A colpire gli osservatori è soprattutto il tono estremamente duro contenuto nelle nuove relazioni investigative. Gli inquirenti parlerebbero infatti di errori, omissioni e valutazioni considerate poco coerenti, elementi che starebbero contribuendo ad alimentare un acceso scontro attorno a una delle inchieste più controverse degli ultimi vent’anni. Una situazione che rischia ora di avere conseguenze pesantissime sul piano giudiziario.
Il quadro che emerge dalle nuove informative descrive dunque una vicenda ancora lontana dall’essere definitivamente chiusa. Anzi, ogni nuovo dettaglio sembra aprire ulteriori interrogativi su ciò che accadde realmente e soprattutto su come vennero condotte le indagini che portarono alla storica condanna. In seconda pagina tutti i dettagli di un caso che continua a riservare clamorosi colpi di scena.
Il caso è quello del delitto di Garlasco e delle nuove informative depositate dai carabinieri del Nucleo investigativo di Milano nell’ambito dell’inchiesta che oggi vede Andrea Sempio nuovamente indagato per l’omicidio di Chiara Poggi. Nei documenti firmati dal colonnello Antonio Coppola emergono critiche molto pesanti contro le indagini che portarono alla condanna definitiva di Alberto Stasi nel 2015.
Secondo i militari milanesi, già tra il 2016 e il 2017 sarebbero emersi elementi investigativi sufficienti per approfondire seriamente la posizione di Andrea Sempio, ma quelle piste sarebbero state sostanzialmente fermate dalla Procura di Pavia guidata all’epoca dal procuratore Mario Venditti. Nell’informativa si parla apertamente di “totale assenza di visione investigativa” e vengono evidenziati presunti “contatti assolutamente anomali, irrituali e illogici” tra Sempio e il maresciallo Sapone, figura ritenuta molto vicina agli uffici giudiziari di allora.
Le nuove carte contestano anche il modo in cui sarebbero stati gestiti alcuni approfondimenti successivi. Secondo la ricostruzione dei carabinieri, nel 2020 gli investigatori avrebbero chiesto di acquisire integralmente i vecchi fascicoli relativi alle prime verifiche su Sempio, ma tale richiesta non avrebbe mai ricevuto risposta. I militari accusano inoltre la Procura dell’epoca di aver utilizzato alcuni elementi investigativi “decontestualizzandoli” per impedire ulteriori sviluppi sull’altra pista.

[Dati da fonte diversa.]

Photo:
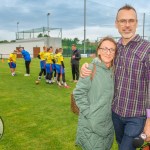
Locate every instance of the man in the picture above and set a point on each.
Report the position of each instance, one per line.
(12, 62)
(60, 68)
(41, 56)
(75, 63)
(27, 59)
(131, 103)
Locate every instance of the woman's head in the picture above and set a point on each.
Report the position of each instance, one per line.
(106, 50)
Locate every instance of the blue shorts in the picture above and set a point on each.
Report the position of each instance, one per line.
(49, 68)
(59, 69)
(12, 65)
(42, 64)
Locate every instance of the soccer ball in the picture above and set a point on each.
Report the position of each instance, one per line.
(37, 82)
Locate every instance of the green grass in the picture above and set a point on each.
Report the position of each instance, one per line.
(36, 117)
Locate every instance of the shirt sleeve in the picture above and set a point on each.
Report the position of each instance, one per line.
(80, 94)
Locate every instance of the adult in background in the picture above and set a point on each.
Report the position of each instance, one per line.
(94, 98)
(131, 103)
(12, 62)
(75, 58)
(41, 56)
(27, 59)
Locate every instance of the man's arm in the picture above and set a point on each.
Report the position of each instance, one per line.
(84, 72)
(147, 129)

Durissime anche le considerazioni sugli elementi che portarono alla condanna definitiva di Alberto Stasi. Nell’informativa vengono contestate diverse consulenze tecniche considerate centrali nei processi, con riferimenti a “imprecisioni, inesattezze e falsità” in alcune analisi scientifiche. Gli investigatori rimettono inoltre in discussione la teoria dello scambio dei pedali della bicicletta, definita poco credibile e compatibile soltanto con comportamenti “degni di personaggi fumettistici”. Viene criticata anche la ricostruzione secondo cui Stasi non avrebbe potuto evitare di sporcarsi di sangue sulla scena del delitto.

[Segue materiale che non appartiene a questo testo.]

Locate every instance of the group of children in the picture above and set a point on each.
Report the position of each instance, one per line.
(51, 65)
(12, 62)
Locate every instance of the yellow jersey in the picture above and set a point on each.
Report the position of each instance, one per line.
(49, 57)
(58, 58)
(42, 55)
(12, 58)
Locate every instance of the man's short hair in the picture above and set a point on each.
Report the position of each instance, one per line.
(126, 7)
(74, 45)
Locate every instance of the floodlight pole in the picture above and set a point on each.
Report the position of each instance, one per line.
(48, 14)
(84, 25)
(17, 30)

Uno degli aspetti più rilevanti riguarda infine il presunto movente attribuito ad Alberto Stasi. All’epoca dell’inchiesta la Procura sostenne che Chiara Poggi fosse turbata dalla passione del fidanzato per i video pornografici. Le nuove analisi dei carabinieri ribaltano però completamente questo scenario: secondo gli investigatori, le chat e i messaggi tra Chiara e Alberto mostrerebbero un rapporto caratterizzato da “tenerezza, timidezza e confidenza”, senza tracce di conflitti legati a quel tema. Elementi che, secondo la nuova inchiesta, contribuirebbero a mettere ulteriormente in discussione l’intero impianto accusatorio che aveva portato alla condanna definitiva di Alberto Stasi per il delitto di Garlasco.